Anyway, the panel at the site says: The long barrow was built in about 3650 BC by an early farming community, people who had arrived from Continental Europe only a few generations before. For about 50 years, they placed their dead into the different chambers, grouping them according to age, sex and perhaps social or family group. As new people were placed in the chambers, older burials were disturbed and the bones re-arranged. Over the next 1,000 years people regularly returned the long barrow, filling the chambers with earth, ash, chalk rubble and sarsen stones. Mixed with this material were pottery sherds, flint tools, and the bones of both humans and animals. Perhaps the barrow became a shrine to the ancestors or to the land itself. In the early Bronze Age, three large stones were placed to block the entrance and finally seal off the chambers.
The barrow is at the top of a hill. (You can maybe just see it if you click to get the large picture.) (You did know you can get larger pictures by clicking?) It is very long, about one hundred metres. Too long for the camera once it become close enough to see properly.
Some cremations and the partial remains of at least forty-six individuals – both male and female and of all ages – have been found inside, together with grave goods including pottery, beads and stone implements such as a dagger, dated to between 3000 and 2600 BC. The tomb was closed sometime around 2000 BC and the main passage filled with earth, stones, rubble and debris. The forecourt was then blocked with sarsen boulders and a false entrance of twin sarsen uprights constructed. Finally, three massive sarsen blocking-stones were erected across the front (eastern end) of the tomb.
For comparison, the Averbury henge and stone circles were constructed about 2850-2200 BCE. So not built by the same people and not even used by the same people. The infilling seems to have started before or about the same time as the henge constrction started, and not that long after that was finished, the barrow was sealed. Burial barrows are just so last millenium. Or maybe the kids kept sneaking off to have parties in there, or cows were getting lost.
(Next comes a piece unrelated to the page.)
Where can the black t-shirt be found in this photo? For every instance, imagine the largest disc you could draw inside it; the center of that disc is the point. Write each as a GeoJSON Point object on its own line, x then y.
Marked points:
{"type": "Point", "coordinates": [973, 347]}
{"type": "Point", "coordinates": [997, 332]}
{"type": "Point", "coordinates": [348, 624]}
At the eastern end of the mound is an impressive structure consisting of five chambers opening off a central passage. This is fronted by a semicircular forecourt with a façade of huge sarsen stones aligned north–south. The main passage penetrates about 42 feet (13 metres) into the barrow, with two of the burial chambers on each side of the passageway and one chamber at the end.
I made a little video. It was maybe not as dark in the end chamber as the phone thought or I would have needed a torch. (Video does continue past the dark part.) There are also some regular photos below.
You can see the entrances to the first two chambers on either side here
This is the lefthand chamber. It’s the only one with enough natural light that I didn’t need the flash.
End half of the passage, with flash. (Flash makes foreground glary and backgrounds too dark, but camera has its limits and barely enough light to see by is the limit with a tripod.)
Looking back towards the entrance. (You can get a better idea there of how dark it was inside.)
From on top, you can see the length of the barrow.
And get a lovely view of the surrounding area. There’s Silbury Hill with Avebury in the background.